[caption id="attachment_381376" align="aligncenter" width="327" caption="Mengenakan hijab dengan benar"][/caption]
Melihat pergaulan ibu-ibu tetangga seringkali menggelikan, tetapi juga adakalanya terasa miris. Misalnya saja dalam persoalan etika berpakaian. Sebagian besar ibu-ibu mengenakan pakaian muslim atau hijab jika bepergian jauh, datang ke pesta hajatan atau pengajian. Namun dalam kehidupan sehari-hari bersama tetangga, mereka tidak peduli dengan apa yang mereka kenakan. Walau keluar rumah, ngobrol bersama tetangga, mereka tidak risih tanpa hijab, masih saja mengenakan daster atau pakaian rumah lainnya.

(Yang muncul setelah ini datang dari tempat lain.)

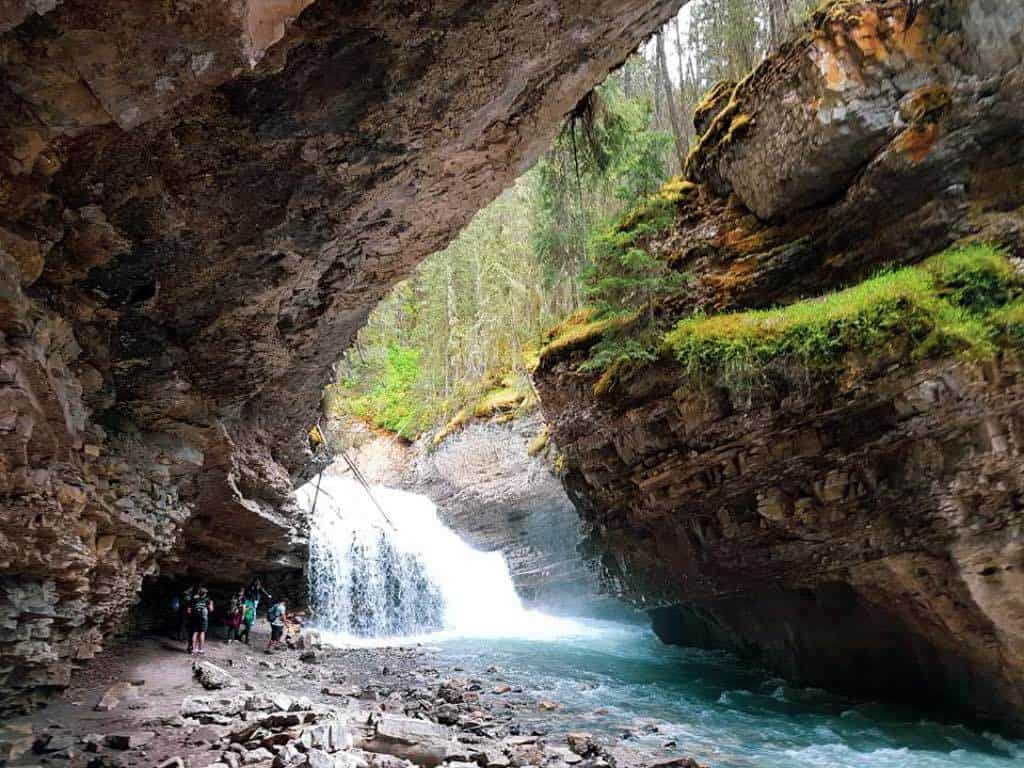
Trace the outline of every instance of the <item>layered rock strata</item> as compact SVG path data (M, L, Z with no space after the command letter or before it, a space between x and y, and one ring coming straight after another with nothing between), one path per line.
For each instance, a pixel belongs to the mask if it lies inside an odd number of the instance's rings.
M691 275L666 319L788 304L963 239L1024 255L1014 4L836 2L714 91L647 243ZM1019 269L1019 261L1016 262ZM566 484L666 639L1024 729L1024 378L987 359L851 353L753 380L666 355L536 375Z
M339 351L681 2L0 3L0 708L301 566Z

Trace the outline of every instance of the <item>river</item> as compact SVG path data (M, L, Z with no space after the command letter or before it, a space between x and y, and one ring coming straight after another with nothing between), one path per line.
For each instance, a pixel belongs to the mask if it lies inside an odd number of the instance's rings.
M527 610L499 553L473 550L422 496L324 478L313 507L311 604L342 645L419 642L500 670L557 704L538 729L623 739L712 768L1007 768L1024 743L919 711L787 685L727 653L666 646L643 623Z

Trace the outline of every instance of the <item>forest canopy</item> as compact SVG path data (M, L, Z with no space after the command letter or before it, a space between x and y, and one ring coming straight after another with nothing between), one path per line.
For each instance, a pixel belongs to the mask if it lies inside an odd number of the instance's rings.
M491 401L529 408L547 329L584 306L645 317L682 278L615 223L682 171L702 95L755 66L812 4L685 6L577 106L533 169L380 303L328 387L328 415L414 439ZM613 335L598 362L644 354L635 334Z

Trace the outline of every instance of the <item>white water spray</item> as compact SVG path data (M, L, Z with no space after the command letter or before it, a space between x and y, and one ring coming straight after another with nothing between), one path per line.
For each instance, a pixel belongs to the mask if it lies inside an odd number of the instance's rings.
M500 552L446 528L425 496L323 477L296 492L310 519L309 593L318 625L349 642L448 636L555 637L582 625L526 610ZM313 499L316 508L313 510Z

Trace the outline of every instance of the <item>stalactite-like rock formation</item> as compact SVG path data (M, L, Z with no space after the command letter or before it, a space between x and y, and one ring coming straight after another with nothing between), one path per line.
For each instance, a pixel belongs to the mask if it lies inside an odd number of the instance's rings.
M660 311L788 305L965 239L1005 247L1020 280L1024 9L905 19L835 2L709 95L697 186L646 244L692 277ZM973 362L882 333L831 374L781 355L746 381L671 348L597 380L577 332L535 378L595 546L663 637L1024 729L1016 328Z
M0 708L301 567L331 364L681 1L0 2Z

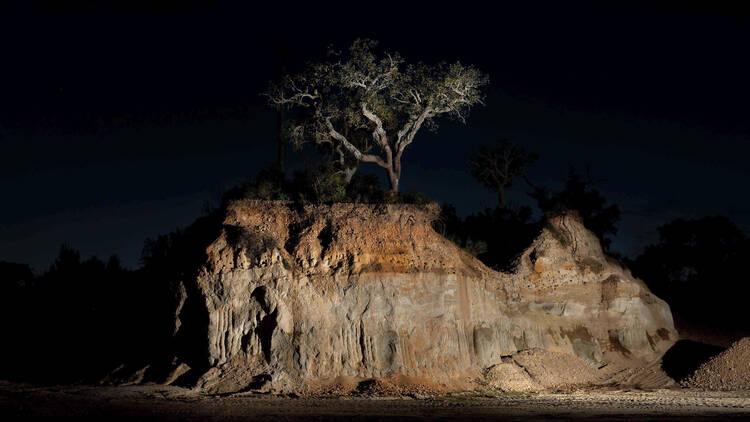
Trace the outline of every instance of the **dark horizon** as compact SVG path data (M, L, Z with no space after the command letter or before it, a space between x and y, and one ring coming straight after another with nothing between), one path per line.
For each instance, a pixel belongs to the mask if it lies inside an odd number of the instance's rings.
M509 139L540 154L529 172L539 184L591 165L623 211L616 252L638 253L679 217L726 215L748 232L750 25L747 8L728 4L415 6L403 20L413 26L392 30L335 9L4 6L0 260L42 271L69 243L135 267L146 238L184 227L271 164L276 116L259 93L278 73L282 34L291 70L366 37L409 60L489 73L487 106L466 126L417 135L404 191L461 215L492 207L466 158ZM509 197L531 203L520 183Z

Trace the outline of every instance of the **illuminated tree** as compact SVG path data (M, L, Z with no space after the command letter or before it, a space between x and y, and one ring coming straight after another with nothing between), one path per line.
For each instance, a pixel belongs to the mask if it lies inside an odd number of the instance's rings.
M314 142L336 154L350 180L360 162L385 169L391 191L401 180L401 159L423 127L435 119L465 123L472 106L483 104L488 77L460 63L406 64L398 53L376 54L377 42L356 40L345 53L271 84L264 94L275 107L294 108L289 129L300 146Z

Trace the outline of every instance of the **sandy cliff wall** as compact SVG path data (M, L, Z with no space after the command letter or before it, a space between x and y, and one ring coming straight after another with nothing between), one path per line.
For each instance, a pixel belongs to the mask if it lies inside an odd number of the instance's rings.
M198 386L304 391L404 375L460 389L523 350L627 368L676 340L667 304L574 216L552 219L505 274L437 234L437 212L231 205L179 315L178 331L203 337L185 346L201 349L190 351Z

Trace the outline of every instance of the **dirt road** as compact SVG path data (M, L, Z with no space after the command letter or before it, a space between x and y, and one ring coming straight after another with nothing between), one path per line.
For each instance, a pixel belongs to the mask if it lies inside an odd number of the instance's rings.
M33 386L0 381L0 418L254 421L750 420L750 391L578 391L430 398L205 396L176 387Z

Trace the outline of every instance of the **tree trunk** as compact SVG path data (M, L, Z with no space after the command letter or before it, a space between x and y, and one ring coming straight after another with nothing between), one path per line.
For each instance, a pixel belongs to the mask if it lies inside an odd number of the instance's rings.
M343 171L344 171L344 183L348 185L349 183L352 182L354 173L357 172L357 166L345 168Z
M500 208L505 209L505 188L500 187Z
M390 158L389 164L391 165L391 167L387 169L388 180L391 182L391 192L395 194L398 192L398 182L401 180L401 153L398 152L396 157L388 158Z
M279 166L279 171L282 173L286 173L284 169L284 109L279 107L278 112L279 117L279 127L278 127L278 139L277 139L277 146L278 146L278 156L276 159L276 162Z
M281 67L279 68L279 79L283 79L284 76L286 76L286 59L287 59L287 53L286 53L286 32L281 33L281 43L279 45L279 52L281 54ZM277 162L279 166L279 171L281 173L286 173L285 171L285 157L284 157L284 108L279 107L279 137L278 137L278 157Z
M398 174L393 169L386 169L388 171L388 180L391 182L391 192L398 192Z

Kita akui, semakin banyak perempuan muslim yang mengenakan hijab tentu membuat kita bersyukur. Sebagai negara yang penduduk muslimnya terbesar di dunia, layaklah bila para perempuannnya mengenakan pakaian yang sesuai dengan syariat. Sayangnya industri pakaian menjadikan pakaian muslim cenderung sebagai fesyen. berbagai rancangan dibuat dan dikatakan sebagai pakaian muslim. Memang kreativitas itu membuat pakaian muslim tidak terlihat membosankan. Sayangnya justru menjadikan pakaian muslim hanya sebatas pakaian trendy, bukan sebagai pakaian yang dipakai berdasarkan kewajiban menaati perintah Allah.
Mengenakan pakaian yang menutup aurat adalah kewajiban para muslimah. Perempuan muslim harus menutup auratnya dari orang-orang yang  bukan muhrim. Kriteria muhrim dijelaskan dalam Surat An-Nur ayat 31,"Janganlah perempuan menampakkan perhiasannya kecuali kepada suami mereka, ayah mereka, ayah suami mereka, putra-putra mereka dan putra-putra suami mereka, saudara mereka atau putra saudara laki-laki mereka, juga putra saudara-saudara perempuan mereka atau perempuan islam. Selain itu budak-budak yang mereka miliki atau pelayan laki-laki yang tidak memiliki keinginan terhadap perempuan, atau anak-anak yang belum mengerti tentang aurat perempuan."
Nah, sungguh sangat jelas siapa yang muhrim dan siapa yang bukan muhrim. Tetangga sama sekali tidak tercantum sebagai muhrim. Tetangga laki-laki adalah suami orang lain, pemuda-pemuda atau anak laki-laki yang ada di ssekitar rumah juga bukan muhrim. Mereka adalah orang lain yang tidak boleh melihat aurat kita. Mereka terlarang untuk melihat kita tanpa mengenakan hijab.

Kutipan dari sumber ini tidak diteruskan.